Seriously, what we’re looking at over the next few years, even with pretty good growth, are unemployment rates that not long ago would have been considered catastrophic — because they are. Behind those dry statistics lies a vast landscape of suffering and broken dreams. And the arithmetic says that the suffering will continue as far as the eye can see.
So what can be done to accelerate this all-too-slow process of healing? A rational political system would long since have created a 21st-century version of the Works Progress Administration — we’d be putting the unemployed to work doing what needs to be done, repairing and improving our fraying infrastructure. In the political system we have, however, Senator-elect Kelly Ayotte, delivering the Republican weekly address on New Year’s Day, declared that “Job one is to stop wasteful Washington spending.”

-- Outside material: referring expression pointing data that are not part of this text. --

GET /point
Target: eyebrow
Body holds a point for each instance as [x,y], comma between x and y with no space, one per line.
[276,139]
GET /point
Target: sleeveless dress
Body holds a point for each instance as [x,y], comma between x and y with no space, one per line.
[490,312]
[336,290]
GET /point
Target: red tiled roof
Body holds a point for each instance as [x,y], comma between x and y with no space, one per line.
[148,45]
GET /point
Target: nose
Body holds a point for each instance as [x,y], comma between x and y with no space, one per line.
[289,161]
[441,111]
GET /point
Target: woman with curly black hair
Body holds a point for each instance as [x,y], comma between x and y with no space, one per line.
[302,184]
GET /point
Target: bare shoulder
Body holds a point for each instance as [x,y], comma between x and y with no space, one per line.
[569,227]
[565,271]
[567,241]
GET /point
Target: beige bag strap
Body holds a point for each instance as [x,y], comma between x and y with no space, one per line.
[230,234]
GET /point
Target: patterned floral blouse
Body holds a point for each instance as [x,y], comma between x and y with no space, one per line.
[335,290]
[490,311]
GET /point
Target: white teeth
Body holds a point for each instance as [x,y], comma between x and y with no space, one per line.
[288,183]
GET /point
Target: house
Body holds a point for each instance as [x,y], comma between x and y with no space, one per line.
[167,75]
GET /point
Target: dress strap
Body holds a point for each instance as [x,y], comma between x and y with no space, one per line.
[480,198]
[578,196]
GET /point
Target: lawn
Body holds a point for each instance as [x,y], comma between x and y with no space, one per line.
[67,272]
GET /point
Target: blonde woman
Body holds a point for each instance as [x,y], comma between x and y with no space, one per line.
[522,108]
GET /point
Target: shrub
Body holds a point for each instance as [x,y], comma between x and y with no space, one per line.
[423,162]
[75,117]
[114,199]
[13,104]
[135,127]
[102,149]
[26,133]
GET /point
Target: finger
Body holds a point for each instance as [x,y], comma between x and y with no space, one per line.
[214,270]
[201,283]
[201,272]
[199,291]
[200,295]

Realistically, the best we can hope for from fiscal policy is that Washington doesn’t actively undermine the recovery. Beware, in particular, the Ides of March: by then, the federal government will probably have hit its debt limit and the G.O.P. will try to force President Obama into economically harmful spending cuts.
I’m also worried about monetary policy. Two months ago, the Federal Reserve announced a new plan to promote job growth by buying long-term bonds; at the time, many observers believed that the initial $600 billion purchase was only the beginning of the story. But now it looks like the end, partly because Republicans are trying to bully the Fed into pulling back, but also because a run of slightly better economic news provides an excuse to do nothing.
There’s even a significant chance that the Fed will raise interest rates later this year — or at least that’s what the futures market seems to think. Doing so in the face of high unemployment and minimal inflation would be crazy, but that doesn’t mean it won’t happen.
So back to my original point: whatever the recent economic news, we’re still near the bottom of a very deep hole. We can only hope that enough policy makers understand that point.